Desai suggests that there are “three competing visions of the global financial market.”

The first is a classical liberal/Marxian view: cycles are endemic to capitalism, but they are also self-correcting and self-sustaining … Marx subscribes to this view but he also emphasizes the self-destructive capacity of the system… Hayek and the neo-Austrians highlight the spontaneity of the underlying order.

A diametrically opposed view is that the market is subject to frequent failures and may crash if not governed properly. Memories of the Great Depression colour this view … Polanyi is the spirit behind this vision.

In the middle is a vision which asserts that the system is normally, and usually, self-regulating but has an occasional tendency to go haywire… The action of the US Federal Bank in the autumn of 1998 was an example of such effective intervention … The person most associated with such a vision would be Keynes.
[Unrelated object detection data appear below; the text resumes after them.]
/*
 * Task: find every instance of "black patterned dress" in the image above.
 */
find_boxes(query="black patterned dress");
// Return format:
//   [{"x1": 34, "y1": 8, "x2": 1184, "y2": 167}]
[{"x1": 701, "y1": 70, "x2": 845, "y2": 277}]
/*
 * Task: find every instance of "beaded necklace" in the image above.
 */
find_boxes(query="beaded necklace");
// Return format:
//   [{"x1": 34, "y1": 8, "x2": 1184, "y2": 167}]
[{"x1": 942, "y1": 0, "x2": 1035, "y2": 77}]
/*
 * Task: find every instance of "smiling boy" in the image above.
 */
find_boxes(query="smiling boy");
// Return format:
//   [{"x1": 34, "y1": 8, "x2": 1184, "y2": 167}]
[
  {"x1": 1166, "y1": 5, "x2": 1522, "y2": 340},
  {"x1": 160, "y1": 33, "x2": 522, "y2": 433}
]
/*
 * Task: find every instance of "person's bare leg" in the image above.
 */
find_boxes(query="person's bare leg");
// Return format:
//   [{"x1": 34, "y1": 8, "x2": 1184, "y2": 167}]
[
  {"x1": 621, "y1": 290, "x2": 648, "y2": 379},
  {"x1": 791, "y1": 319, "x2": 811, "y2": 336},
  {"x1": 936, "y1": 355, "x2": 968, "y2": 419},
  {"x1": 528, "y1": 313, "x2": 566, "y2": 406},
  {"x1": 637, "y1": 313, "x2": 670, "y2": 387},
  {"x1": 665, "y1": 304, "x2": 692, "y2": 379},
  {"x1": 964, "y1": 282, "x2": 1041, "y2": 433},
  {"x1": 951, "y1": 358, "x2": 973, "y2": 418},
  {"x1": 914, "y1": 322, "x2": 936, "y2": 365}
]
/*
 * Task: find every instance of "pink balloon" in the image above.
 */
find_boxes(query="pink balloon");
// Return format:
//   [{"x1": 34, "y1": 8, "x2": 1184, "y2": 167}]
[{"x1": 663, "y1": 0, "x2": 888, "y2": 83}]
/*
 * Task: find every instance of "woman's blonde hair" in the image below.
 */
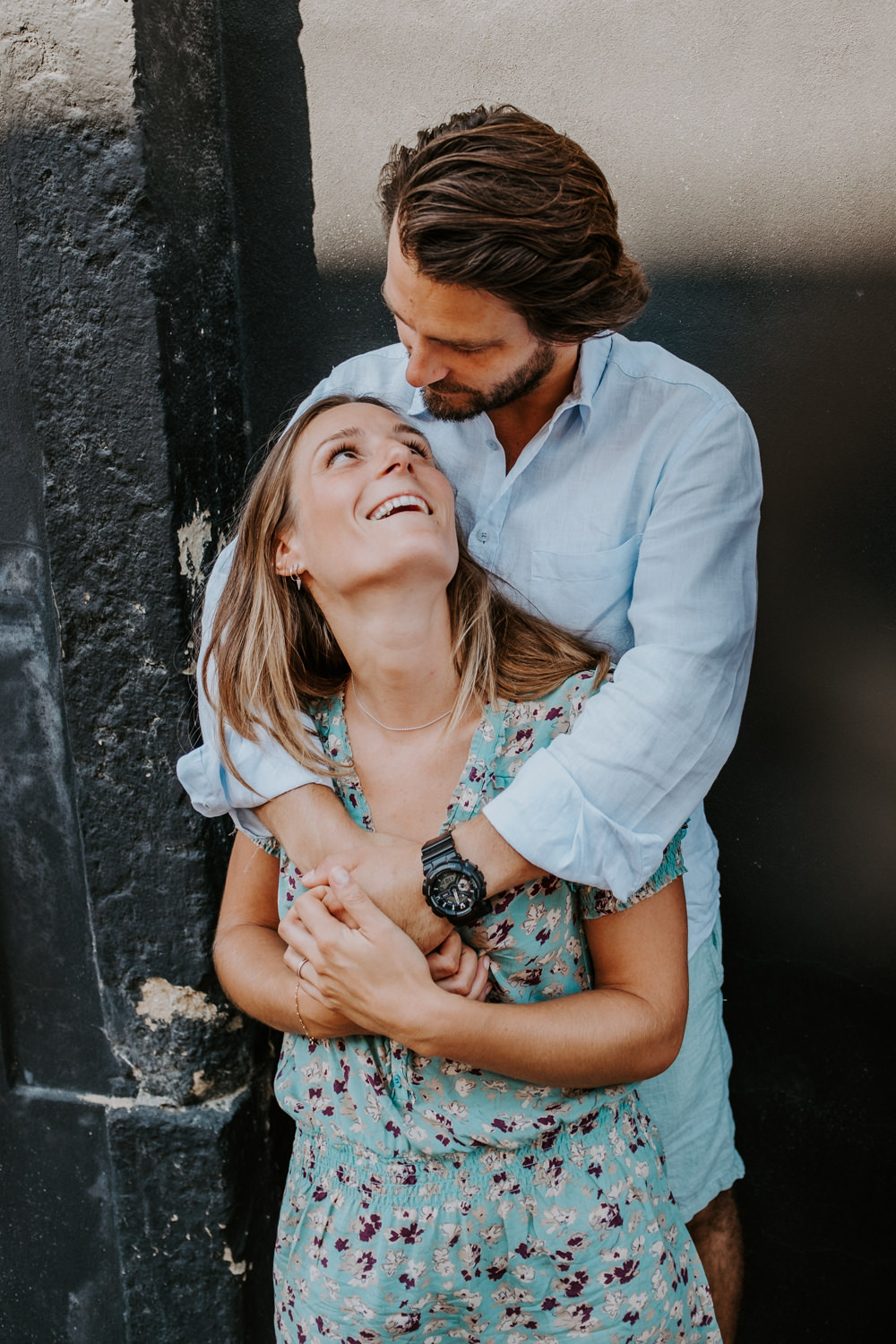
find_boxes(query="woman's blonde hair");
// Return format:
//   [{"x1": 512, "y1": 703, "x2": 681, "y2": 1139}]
[{"x1": 199, "y1": 395, "x2": 608, "y2": 784}]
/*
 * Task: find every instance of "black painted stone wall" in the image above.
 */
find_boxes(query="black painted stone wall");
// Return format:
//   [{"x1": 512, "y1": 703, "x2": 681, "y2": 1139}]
[{"x1": 0, "y1": 0, "x2": 318, "y2": 1344}]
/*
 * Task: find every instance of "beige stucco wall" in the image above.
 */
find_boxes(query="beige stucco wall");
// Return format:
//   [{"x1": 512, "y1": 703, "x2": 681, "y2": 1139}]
[
  {"x1": 301, "y1": 0, "x2": 896, "y2": 271},
  {"x1": 0, "y1": 0, "x2": 134, "y2": 131}
]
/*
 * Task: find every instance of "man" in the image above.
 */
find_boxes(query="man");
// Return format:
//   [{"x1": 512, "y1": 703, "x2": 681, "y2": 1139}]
[{"x1": 181, "y1": 108, "x2": 761, "y2": 1344}]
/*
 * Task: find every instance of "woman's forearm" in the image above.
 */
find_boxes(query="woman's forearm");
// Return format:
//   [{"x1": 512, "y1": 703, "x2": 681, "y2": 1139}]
[
  {"x1": 215, "y1": 925, "x2": 360, "y2": 1038},
  {"x1": 398, "y1": 988, "x2": 684, "y2": 1088}
]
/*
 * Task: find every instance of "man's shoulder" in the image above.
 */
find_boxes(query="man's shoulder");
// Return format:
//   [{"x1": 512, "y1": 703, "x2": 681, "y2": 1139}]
[
  {"x1": 607, "y1": 335, "x2": 737, "y2": 410},
  {"x1": 315, "y1": 343, "x2": 414, "y2": 410}
]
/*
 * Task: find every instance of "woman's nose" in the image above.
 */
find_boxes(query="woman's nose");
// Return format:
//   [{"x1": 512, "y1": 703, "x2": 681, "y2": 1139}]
[{"x1": 383, "y1": 440, "x2": 414, "y2": 476}]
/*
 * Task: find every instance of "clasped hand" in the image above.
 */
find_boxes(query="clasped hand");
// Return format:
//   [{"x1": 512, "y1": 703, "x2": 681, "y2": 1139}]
[{"x1": 278, "y1": 866, "x2": 489, "y2": 1040}]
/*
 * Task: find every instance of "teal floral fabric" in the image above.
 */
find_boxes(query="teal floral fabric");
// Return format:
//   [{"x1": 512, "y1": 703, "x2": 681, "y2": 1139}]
[{"x1": 265, "y1": 674, "x2": 720, "y2": 1344}]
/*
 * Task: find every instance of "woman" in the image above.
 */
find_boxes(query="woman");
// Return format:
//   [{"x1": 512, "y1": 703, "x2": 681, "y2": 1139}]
[{"x1": 205, "y1": 398, "x2": 719, "y2": 1344}]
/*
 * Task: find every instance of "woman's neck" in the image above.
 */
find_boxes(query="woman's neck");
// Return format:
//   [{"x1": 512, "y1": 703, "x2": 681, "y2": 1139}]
[{"x1": 326, "y1": 590, "x2": 460, "y2": 728}]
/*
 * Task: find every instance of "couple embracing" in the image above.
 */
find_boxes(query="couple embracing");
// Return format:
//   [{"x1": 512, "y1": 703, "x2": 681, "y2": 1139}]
[{"x1": 178, "y1": 108, "x2": 761, "y2": 1344}]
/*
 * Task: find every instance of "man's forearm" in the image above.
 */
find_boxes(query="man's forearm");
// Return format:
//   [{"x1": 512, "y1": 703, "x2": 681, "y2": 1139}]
[
  {"x1": 255, "y1": 784, "x2": 359, "y2": 873},
  {"x1": 452, "y1": 814, "x2": 544, "y2": 897},
  {"x1": 256, "y1": 784, "x2": 456, "y2": 953}
]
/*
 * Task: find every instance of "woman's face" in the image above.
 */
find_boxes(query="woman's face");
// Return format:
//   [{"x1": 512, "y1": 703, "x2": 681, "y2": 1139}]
[{"x1": 277, "y1": 402, "x2": 458, "y2": 602}]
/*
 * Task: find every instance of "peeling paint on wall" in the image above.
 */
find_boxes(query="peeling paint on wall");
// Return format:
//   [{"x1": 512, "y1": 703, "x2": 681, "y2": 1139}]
[
  {"x1": 224, "y1": 1244, "x2": 246, "y2": 1279},
  {"x1": 137, "y1": 976, "x2": 226, "y2": 1027},
  {"x1": 177, "y1": 500, "x2": 217, "y2": 599}
]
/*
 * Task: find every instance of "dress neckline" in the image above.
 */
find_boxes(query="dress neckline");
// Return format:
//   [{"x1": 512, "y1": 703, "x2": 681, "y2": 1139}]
[{"x1": 323, "y1": 690, "x2": 497, "y2": 833}]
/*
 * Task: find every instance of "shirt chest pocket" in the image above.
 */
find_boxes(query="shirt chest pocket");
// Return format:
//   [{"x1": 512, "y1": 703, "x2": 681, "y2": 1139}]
[{"x1": 530, "y1": 532, "x2": 641, "y2": 652}]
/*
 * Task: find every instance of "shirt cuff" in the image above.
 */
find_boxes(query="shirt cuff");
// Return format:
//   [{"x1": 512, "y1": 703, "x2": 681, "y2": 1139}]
[
  {"x1": 177, "y1": 738, "x2": 333, "y2": 840},
  {"x1": 484, "y1": 752, "x2": 668, "y2": 900}
]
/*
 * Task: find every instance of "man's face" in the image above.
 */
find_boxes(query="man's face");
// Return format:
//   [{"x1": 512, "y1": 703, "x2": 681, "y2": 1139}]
[{"x1": 383, "y1": 223, "x2": 557, "y2": 421}]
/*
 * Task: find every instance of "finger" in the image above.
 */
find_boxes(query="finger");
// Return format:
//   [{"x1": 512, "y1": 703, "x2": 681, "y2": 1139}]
[
  {"x1": 302, "y1": 854, "x2": 352, "y2": 887},
  {"x1": 426, "y1": 929, "x2": 466, "y2": 980},
  {"x1": 317, "y1": 887, "x2": 358, "y2": 929},
  {"x1": 277, "y1": 919, "x2": 317, "y2": 969},
  {"x1": 436, "y1": 948, "x2": 479, "y2": 999},
  {"x1": 468, "y1": 957, "x2": 492, "y2": 1000},
  {"x1": 296, "y1": 866, "x2": 383, "y2": 941},
  {"x1": 290, "y1": 959, "x2": 323, "y2": 1004}
]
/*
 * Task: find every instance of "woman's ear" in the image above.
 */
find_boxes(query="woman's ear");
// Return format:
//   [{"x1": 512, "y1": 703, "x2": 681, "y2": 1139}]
[{"x1": 274, "y1": 537, "x2": 305, "y2": 578}]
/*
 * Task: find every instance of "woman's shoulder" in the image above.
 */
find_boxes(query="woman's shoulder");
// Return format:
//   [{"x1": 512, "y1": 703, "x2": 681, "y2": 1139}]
[{"x1": 492, "y1": 668, "x2": 611, "y2": 757}]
“There is no reason to believe,” Desai comments, “that any one is the correct one” all the time. Perhaps the first mode most of the time; the third on occasion; and really only once—during the 1930s—the second.

The end of the book brings us up to the “ideological tidal wave” of neoliberalism and, thus, “Marx’s revenge” of the title. (Marx’s revenge is on the Marxists, by the way.) Monetarism and the first wave of privatizations in the ’70s and ’80s were

midwife to the much more deep-seated change which came in its wake: the revival on nineteenth-century liberal beliefs. They are now being labelled libertarian, but they are basically the set of ideas that all nineteenth-century thinkers—Left and Right—espoused. The basic notion is civil society (the market, as well as larger society) as an organic process which is a result of human action, but not of human design. Thus, no one single agency, or even a handful of conspiring institutions, is responsible for the course of events which unfolds every day. Marx does not blame monopoly capitalists; he talks of a class monopoly of ownership. Even capitalists only seek to make profit and accumulate. They do not control the market, nor can they overcome competition.